To test their hypothesis, Dombeck and Heys set up an experiment called the virtual “door stop” task. In the experiment, a mouse runs on a physical treadmill in a virtual reality environment. The mouse learns to run down a hallway to a door that is located about halfway down the track. After six seconds, the door opens, allowing the mouse to continue down the hallway to receive its reward.

After running several training sessions, researchers made the door invisible in the virtual reality scene. In the new scenario, the mouse still knew where the now-invisible “door” was located based on the floor’s changing textures. And it still waited six seconds at the “door” before abruptly racing down the track to collect its reward.

“The important point here is that the mouse doesn’t know when the door is open or closed because it’s invisible,” said Heys, the paper’s first author. “The only way he can solve this task efficiently is by using his brain’s internal sense of time.”

By using virtual reality, Dombeck and his team can neatly control potentially influencing factors, such as the sound of the door opening. “We wouldn’t be able to make the door completely invisible in a real environment,” Dombeck said. “The animal could touch it, hear it, smell it or sense it in some way. They wouldn’t have to judge time; they would just sense when the door opened. In virtual reality, we can take away all sensory cues.”

But Dombeck and his team did more than watch the mice complete the door stop task over and over again. They took the experiment one step further by imaging the mice’s brain activity. Using two-photon microscopy, which allows advanced, high-resolution imaging of the brain, Dombeck and Heys watched the mice’s neurons fire.

“As the animals run along the track and get to the invisible door, we see the cells firing that control spatial encoding,” Dombeck said. “Then, when the animal stops at the door, we see those cells turned off and a new set of cells turn on. This was a big surprise and a new discovery.”

Dombeck noted these “timing cells” did not fire during active running — only during rest. “Not only are the cells active during rest,” he said, “but they actually encode how much time the animal has been resting.”

The implication of the work expands well beyond your impatient pooch. Now that researchers have found these new time-encoding neurons, they can study how neurodegenerative diseases might affect this set of cells.
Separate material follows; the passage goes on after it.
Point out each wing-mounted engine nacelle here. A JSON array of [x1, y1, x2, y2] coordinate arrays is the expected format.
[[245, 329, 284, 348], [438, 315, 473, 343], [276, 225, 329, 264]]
“Patients with Alzheimer’s disease notably forget when things happened in time,” Heys said. “Perhaps this is because they are losing some of the basic functions of the entorhinal cortex, which is one of the first brain regions affected by the disease.”

“So this could lead to new early-detection tests for Alzheimer’s,” Dombeck added. “We could start asking people to judge how much time has elapsed or ask them to navigate a virtual reality environment — essentially having a human do a ‘door stop’ task.”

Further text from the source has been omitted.